Designing good prompt templates is an empirical and experimental art. We make no representation that the ones we used for this work are optimal or portable to other LLMs. Our experiments with task-specific prompting show that changing your prompts can have very significant effects on the quality of the outcome.
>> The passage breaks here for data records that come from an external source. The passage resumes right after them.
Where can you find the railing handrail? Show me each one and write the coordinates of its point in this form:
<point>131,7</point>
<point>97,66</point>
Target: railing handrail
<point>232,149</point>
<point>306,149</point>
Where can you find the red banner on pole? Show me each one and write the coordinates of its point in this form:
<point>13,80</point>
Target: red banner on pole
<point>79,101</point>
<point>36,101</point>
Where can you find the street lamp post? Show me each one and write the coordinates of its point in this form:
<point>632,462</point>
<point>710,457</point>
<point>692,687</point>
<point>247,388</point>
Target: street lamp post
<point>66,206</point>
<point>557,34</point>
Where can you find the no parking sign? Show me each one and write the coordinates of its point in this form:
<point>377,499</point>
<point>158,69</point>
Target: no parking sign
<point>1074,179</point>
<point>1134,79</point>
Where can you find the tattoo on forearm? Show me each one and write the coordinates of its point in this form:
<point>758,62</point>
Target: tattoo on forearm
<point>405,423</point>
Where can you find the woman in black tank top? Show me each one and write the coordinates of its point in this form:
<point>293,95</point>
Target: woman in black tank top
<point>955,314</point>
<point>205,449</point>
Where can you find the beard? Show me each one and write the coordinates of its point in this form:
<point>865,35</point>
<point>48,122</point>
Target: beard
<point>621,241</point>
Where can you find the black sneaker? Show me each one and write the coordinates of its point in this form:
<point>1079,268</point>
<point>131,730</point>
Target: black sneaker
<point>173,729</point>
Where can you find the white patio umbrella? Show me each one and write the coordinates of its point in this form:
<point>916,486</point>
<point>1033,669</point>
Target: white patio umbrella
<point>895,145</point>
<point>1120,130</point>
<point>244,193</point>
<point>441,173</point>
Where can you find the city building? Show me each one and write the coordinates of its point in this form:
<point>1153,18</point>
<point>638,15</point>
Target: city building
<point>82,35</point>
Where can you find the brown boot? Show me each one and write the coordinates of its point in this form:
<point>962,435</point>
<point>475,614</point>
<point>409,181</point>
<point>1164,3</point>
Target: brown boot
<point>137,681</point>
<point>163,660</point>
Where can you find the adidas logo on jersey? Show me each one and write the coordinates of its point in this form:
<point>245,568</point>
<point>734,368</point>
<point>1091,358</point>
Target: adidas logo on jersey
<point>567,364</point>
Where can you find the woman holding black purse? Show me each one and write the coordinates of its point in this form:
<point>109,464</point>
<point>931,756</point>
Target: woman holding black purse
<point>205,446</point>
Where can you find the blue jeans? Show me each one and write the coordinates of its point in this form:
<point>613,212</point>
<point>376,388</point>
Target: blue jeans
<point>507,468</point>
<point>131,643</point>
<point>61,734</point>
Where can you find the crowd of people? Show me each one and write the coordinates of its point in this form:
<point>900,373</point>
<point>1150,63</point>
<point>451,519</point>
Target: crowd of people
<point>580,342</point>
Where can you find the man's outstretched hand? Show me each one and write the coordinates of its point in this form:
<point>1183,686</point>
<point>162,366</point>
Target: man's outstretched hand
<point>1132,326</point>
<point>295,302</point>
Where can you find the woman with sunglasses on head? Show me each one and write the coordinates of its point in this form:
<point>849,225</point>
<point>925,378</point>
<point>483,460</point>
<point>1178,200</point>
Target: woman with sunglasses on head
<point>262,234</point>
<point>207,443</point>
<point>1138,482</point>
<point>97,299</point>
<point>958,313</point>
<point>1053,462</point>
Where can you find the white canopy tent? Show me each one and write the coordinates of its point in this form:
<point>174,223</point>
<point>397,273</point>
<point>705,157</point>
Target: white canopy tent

Results also vary considerably between domains.

These uncertainties add to the cost of development and undermine maintainability. Any change to the system — changing LLMs, embedding models, or information domain — means rechecking and possibly reimplementing the entire process.

tagAlternatives

We see here that query expansion added the greatest improvement to the embedding model with the poorest initial performance. Query expansion, at least in this experiment, was not able to close the performance gap between all-MiniLM-L6-v2 and jina-embeddings-v3, while jina-embeddings-v3 saw more modest improvements from query expansion.

Under the circumstances, a user of all-MiniLM-L6-v2 would get better results at a lower cost by adopting jina-embeddings-v3 rather than pursuing query expansion.

tagFuture Directions

We’ve shown here that query expansion can improve query embeddings, and that LLMs offer a simple and flexible means of getting good query expansion terms. But the relatively modest gains suggest more work to be done. We’re looking at a number of directions for future research:

Testing the value of terminological enhancement in generating document embeddings.
Looking at the possibilities for query enhancement in other AI search techniques like reranking.
Comparing LLM-based query expansion to older and computationally less expensive sources of terms, like a thesaurus.
Training language models specifically to be better at query expansion and providing them with more domain-specific training.
Limiting the number of terms added. 100 may be too many to start with.
Finding ways to identify helpful and unhelpful expansion terms. Any fixed number we impose on query expansion is not going to be a perfect fit and if we could dynamically evaluate suggested terms and keep only the good ones, the result would likely be a lift in performance.

This is very preliminary research, and we’re optimistic that techniques like this will bring further improvements to Jina AI’s search foundation products.